Op het afgesproken tijdstip arriveerde hij met een jonge koopman die voornaam was uitgedost.
‘Hertog,’ informeerde De Molesmes, ‘wat is er zo dringend dat u met de keizer wilt bespreken?’
‘Meneer de kanselier, ik wil dat u luistert naar deze heer die me met zijn vriendschap eert. Hij is een gerespecteerd edelman uit Edessa.’
Uit beleefdheid voor de hertog hoorde de raadsman de handelaar verveeld aan. Deze legde zonder eromheen te draaien uit wat de reden van zijn reis was.
‘Ik ken de financiële situatie van het keizerrijk en daarom heb ik een voorstel voor Zijne Majesteit.’
‘Wilt u de keizer een voorstel doen?’ riep de kanselier geïrriteerd en tegelijkertijd geamuseerd uit. ‘En wat mag dat dan voor voorstel zijn?’

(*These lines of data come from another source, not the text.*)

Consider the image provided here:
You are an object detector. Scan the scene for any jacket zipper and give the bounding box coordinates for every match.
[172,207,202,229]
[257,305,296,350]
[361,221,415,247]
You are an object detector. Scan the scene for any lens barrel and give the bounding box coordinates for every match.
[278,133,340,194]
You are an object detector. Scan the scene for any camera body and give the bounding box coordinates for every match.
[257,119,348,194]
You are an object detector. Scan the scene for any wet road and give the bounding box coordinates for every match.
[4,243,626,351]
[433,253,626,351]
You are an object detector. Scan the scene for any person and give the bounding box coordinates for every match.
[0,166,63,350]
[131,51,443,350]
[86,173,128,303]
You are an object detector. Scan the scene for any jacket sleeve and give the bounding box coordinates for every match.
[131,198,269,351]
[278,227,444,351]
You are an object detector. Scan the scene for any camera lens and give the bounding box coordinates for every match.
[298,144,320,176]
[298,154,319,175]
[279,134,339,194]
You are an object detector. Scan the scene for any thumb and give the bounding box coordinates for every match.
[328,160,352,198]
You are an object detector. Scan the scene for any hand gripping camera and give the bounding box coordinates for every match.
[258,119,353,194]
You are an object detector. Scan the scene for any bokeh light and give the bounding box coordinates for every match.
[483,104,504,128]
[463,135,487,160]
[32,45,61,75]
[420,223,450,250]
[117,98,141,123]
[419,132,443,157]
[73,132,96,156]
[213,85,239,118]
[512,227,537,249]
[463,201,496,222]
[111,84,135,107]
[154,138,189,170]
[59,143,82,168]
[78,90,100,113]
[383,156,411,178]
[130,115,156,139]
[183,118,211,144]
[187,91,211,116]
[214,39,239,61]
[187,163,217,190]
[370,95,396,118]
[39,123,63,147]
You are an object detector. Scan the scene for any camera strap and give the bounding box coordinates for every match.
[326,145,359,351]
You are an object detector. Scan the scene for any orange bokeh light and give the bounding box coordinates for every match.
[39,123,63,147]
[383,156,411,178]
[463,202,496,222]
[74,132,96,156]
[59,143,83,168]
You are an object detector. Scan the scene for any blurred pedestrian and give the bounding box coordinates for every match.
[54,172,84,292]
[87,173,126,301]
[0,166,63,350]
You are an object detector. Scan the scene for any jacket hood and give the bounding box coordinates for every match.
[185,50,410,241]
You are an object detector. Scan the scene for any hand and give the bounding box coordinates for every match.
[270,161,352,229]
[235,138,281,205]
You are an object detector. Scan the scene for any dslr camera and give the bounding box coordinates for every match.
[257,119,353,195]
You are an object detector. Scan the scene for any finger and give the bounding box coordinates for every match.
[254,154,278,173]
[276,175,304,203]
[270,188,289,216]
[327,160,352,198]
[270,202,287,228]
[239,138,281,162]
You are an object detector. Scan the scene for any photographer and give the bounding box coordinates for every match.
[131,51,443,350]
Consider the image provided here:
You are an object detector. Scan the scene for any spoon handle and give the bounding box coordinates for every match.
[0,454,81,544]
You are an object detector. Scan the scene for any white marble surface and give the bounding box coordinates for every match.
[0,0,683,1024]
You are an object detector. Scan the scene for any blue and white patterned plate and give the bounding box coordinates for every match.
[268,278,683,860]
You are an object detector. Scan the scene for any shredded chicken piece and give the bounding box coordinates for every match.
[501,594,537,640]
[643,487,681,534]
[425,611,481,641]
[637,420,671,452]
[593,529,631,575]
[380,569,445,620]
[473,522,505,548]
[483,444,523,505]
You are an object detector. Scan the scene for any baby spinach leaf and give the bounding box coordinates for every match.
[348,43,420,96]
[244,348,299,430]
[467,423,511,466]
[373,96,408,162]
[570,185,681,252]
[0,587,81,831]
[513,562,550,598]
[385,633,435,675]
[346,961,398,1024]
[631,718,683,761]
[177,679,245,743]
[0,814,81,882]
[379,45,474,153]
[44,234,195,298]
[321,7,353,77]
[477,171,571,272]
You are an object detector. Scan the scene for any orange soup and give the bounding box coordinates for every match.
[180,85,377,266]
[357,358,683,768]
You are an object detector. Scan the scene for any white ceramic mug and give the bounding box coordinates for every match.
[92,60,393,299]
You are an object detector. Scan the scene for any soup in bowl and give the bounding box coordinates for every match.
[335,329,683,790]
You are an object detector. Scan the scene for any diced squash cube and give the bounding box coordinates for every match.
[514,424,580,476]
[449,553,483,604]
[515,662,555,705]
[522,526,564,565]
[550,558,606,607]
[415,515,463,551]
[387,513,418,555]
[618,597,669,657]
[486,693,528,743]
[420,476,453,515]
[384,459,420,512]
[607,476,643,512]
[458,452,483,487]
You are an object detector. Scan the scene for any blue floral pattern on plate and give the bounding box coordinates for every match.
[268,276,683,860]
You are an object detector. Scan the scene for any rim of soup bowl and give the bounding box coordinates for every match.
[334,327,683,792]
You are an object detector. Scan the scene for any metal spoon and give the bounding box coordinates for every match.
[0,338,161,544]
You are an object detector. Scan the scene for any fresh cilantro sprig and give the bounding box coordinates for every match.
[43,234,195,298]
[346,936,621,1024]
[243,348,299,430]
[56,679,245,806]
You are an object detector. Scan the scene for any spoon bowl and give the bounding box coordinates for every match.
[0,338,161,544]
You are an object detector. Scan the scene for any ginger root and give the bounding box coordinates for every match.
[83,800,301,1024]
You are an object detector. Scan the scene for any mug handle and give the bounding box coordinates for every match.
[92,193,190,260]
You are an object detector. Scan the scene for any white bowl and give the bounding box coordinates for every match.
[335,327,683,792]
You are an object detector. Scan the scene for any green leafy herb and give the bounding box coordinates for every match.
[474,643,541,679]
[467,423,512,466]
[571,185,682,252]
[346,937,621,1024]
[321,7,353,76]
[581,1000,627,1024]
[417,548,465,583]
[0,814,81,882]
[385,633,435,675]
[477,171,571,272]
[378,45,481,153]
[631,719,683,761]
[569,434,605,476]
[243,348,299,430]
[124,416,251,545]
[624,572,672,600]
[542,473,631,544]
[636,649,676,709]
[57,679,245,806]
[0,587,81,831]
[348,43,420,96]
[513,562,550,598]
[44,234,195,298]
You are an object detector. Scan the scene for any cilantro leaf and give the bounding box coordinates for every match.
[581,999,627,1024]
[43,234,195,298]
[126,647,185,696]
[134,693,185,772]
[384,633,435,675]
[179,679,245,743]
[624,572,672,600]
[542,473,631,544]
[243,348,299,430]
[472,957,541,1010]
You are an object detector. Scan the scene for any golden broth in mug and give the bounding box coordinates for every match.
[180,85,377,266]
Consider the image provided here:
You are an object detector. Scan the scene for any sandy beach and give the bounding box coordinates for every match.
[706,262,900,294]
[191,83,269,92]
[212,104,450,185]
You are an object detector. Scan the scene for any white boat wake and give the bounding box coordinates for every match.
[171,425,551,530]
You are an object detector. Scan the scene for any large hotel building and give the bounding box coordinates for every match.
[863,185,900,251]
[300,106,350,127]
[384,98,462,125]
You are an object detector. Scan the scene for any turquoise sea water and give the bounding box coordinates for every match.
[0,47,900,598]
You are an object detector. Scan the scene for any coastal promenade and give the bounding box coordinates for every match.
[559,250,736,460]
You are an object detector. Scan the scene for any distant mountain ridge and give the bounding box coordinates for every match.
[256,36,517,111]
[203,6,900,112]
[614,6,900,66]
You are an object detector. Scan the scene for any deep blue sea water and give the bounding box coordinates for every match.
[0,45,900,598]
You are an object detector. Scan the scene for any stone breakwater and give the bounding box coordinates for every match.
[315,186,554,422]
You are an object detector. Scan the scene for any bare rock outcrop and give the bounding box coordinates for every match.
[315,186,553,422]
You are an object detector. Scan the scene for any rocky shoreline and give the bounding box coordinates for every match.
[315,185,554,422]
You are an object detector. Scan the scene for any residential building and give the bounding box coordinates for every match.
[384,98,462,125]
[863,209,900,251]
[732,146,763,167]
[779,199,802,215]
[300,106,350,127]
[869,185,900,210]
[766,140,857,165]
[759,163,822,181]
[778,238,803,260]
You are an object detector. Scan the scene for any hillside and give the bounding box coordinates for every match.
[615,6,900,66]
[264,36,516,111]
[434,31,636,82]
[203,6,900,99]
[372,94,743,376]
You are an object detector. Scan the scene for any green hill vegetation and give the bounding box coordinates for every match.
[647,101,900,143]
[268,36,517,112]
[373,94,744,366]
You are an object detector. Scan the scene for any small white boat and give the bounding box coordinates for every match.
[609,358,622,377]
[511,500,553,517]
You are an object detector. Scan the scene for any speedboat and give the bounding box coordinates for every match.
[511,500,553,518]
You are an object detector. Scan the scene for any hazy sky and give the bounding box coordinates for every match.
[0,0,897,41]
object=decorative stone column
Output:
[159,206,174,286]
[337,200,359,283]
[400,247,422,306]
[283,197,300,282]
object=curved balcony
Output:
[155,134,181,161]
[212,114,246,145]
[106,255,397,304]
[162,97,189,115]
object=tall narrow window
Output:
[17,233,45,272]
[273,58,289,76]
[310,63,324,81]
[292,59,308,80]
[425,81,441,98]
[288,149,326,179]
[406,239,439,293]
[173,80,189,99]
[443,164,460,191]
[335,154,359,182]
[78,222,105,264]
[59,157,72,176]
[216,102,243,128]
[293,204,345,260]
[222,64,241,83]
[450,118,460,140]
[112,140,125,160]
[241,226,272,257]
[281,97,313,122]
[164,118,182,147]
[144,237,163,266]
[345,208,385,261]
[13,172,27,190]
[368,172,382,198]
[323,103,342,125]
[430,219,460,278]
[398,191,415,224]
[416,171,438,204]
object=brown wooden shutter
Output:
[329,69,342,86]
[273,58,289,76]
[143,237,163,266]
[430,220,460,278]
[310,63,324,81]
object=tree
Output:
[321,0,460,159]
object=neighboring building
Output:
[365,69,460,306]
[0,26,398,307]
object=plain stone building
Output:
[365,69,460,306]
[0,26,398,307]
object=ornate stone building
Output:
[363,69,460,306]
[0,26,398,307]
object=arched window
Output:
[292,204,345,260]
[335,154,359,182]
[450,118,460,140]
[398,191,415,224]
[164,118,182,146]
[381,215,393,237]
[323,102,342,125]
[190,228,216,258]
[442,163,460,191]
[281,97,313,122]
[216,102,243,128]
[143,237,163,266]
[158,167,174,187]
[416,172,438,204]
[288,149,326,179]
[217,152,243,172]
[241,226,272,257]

‘Ik vertegenwoordig een groep voorname kooplieden uit Edessa. Zoals u weet, heeft lang geleden een Byzantijnse keizer met veel wapengeweld de kostbaarste relikwie van onze stad geroofd: de mandylion. Wij zijn een vredelievend volk en leiden een eerzaam leven, maar we zouden onze gemeenschap graag teruggeven wat hen toebehoort. Ik kom u niet vragen om hem terug te geven nu
Zijne Majesteit hem bezit, maar het is een publiek geheim dat hij de bisschop gedwongen heeft hem te overhandigen en dat de koning van Frankrijk zweert dat zijn neef hem niet aan hem heeft verkocht. Als de mandylion in handen is van Boudewijn, willen wij hem graag kopen. Tegen elke prijs.’
‘Over welke gemeenschap hebt u het? Edessa is toch in handen van de moslims?’
‘Wij zijn christenen en we zijn nooit lastiggevallen door de huidige heersers van Edessa. We betalen hoge sommen belasting en drijven vreedzaam onze handel. We hebben niets te klagen. Maar de mandylion behoort ons toe en we moeten hem teruggeven aan onze stad.’ Pascal de Molesmes luisterde aandachtig naar de jongeman die onomwonden de koop van de mandylion voorstelde.
‘Hoeveel zijn jullie bereid te betalen?’
‘Tien zakken goud van het gewicht van een man.’ De kanselier gaf geen krimp, hoezeer hij ook onder de indruk was van het aanbod. Het keizerrijk had weer schulden en Boudewijn zocht wanhopig naar leningen, hoewel zijn oom, de vrome Lodewijk, hem niet in de steek liet.
‘Ik zal uw aanbod aan de keizer overbrengen en zodra ik een antwoord heb, laat ik het u weten.’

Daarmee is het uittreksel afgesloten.